Journal for September 16, 2010
I never disliked church. We began attending the Elkhorn United Methodist Church when I was six. I hated getting up in the morning, any morning, but my mother insisted on attending the early service. When she stood to sing hymns, I would lay down in the pew behind her. After the opening hymn, remarks, and scripture, the children would gather on the steps of the dias for the children’s service and Reverend Bill, the first pastor I remember clearly, would tell us a little story. Afterward, if we wanted, we could go to the play room with one of the teenage girls, rather than stay for the next forty minutes. As bored as I sometimes was, I rarely went. The other children were loud and babyish.
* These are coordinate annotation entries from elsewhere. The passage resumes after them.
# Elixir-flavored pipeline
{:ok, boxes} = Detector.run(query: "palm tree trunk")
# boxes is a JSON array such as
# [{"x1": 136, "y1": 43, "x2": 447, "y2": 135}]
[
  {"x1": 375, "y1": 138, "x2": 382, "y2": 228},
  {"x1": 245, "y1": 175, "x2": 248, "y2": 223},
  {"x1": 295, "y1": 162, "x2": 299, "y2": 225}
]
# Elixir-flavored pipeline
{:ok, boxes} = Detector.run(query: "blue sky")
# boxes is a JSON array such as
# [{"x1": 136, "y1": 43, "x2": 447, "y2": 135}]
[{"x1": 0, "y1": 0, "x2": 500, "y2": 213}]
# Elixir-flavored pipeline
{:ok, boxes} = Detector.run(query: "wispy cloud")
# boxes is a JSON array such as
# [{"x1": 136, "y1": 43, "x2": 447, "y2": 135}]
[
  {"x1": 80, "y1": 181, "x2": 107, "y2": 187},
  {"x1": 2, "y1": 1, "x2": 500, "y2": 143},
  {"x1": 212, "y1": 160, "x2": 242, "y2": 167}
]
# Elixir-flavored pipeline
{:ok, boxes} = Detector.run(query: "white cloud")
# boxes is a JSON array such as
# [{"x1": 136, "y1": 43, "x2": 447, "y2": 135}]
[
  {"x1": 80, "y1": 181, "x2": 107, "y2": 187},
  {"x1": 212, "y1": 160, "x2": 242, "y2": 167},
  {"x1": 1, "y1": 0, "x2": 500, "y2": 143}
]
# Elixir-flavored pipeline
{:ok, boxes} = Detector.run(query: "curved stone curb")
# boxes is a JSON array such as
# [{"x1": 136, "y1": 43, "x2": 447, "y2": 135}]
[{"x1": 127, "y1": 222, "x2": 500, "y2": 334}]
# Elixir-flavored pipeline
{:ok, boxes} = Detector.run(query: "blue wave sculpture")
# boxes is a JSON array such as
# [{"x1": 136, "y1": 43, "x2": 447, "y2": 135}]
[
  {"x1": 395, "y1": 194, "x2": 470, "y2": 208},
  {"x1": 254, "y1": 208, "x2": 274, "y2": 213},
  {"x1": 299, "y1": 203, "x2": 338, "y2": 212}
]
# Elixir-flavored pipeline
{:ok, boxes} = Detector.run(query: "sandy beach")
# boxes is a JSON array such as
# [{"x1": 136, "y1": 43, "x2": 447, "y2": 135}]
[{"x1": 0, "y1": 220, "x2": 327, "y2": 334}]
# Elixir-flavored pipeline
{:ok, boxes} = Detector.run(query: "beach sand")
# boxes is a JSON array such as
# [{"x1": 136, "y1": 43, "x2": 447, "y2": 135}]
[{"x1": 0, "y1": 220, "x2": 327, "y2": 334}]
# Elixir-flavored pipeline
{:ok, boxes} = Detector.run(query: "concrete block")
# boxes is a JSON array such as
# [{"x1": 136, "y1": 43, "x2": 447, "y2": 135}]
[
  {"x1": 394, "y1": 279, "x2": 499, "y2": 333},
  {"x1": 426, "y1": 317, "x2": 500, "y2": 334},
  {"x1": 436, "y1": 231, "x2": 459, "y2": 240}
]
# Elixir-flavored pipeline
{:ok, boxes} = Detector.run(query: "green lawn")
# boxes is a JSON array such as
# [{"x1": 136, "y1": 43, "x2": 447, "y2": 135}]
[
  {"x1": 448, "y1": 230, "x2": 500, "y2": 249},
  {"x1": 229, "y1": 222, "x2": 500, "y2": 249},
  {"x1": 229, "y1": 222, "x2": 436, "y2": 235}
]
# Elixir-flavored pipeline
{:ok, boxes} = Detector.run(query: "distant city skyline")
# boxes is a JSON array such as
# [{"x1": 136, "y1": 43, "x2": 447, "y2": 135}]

The rest of the service was orderly and soothing, if not terribly exciting.
Afterward, we would gather in the fellowship hall for donuts and coffee, or juice for us little ones. Then it was off to Sunday school. I got an award for memorizing and reciting all the books of the Bible that year. But very soon I was discontent with that as well. My mother (a smart woman) got me to put up with Sunday school by making me a “helper” in a class with younger children. She was able to go to adult Bible study as a result without worrying about me.
When I was in seventh grade and my brother, Brandon, in eighth, we attended confirmation class with Reverend Bill. I liked Bill. He was tall and blonde and outdoorsy with three tall, blonde, outdoorsy children just a little younger than I. One of them always had a cast on some body part. They were as accident prone as they were adventurous; only Bill’s calm, strong wife seemed imune. I saw Reverend Bill preach with his arm in a cast to the shoulder, his elbow at a ninety degree angle and hand stuck up in the air. He preached on crutches and in wheelchairs and attached to an intravenous drip and when he could barely talk. He never seemed an ounce less cheerful or less trusting in God for all the misfortune that befell him and his three rambuncuous kids. (All of whom are still alive and well, so far as I know.)
Most of what I remember from confirmation class were the outings, bicycle rides, camping, and hiking. If we were instilled with good Christian values, beyond just getting along and having fun, I don’t remember them. I was a little young for confirmation, only twelve, but Heaven forbid Brandon got to do anything I couldn’t do. During the confirmation ceremony, in front of the entire church, we stood up in our white robes and promised to be good Christians, whatever that meant. I stood between my tall brother and an even taller boy his age. When it was my turn, Reverand Bill skipped me, and I had to speak up, rather indignantly as I recall. (I grew six inches the next summer.) If I believed in signs, that might have been one of them.
But now that I was an “adult” member of the church, I was at loose ends. I could go to youth group after church, while Mom was in Bible study. (Dad was there, but I really don’t recall where. He didn’t go to Bible study, but he couldn’t leave the church without us. I suspect he found a quiet place to read and listen to sports on the radio.) I really didn’t like teenagers, even though I was a teenager. It gave me time to think. And for a change, I actually started listening to the sermons.
That, all things considered, might have been a mistake.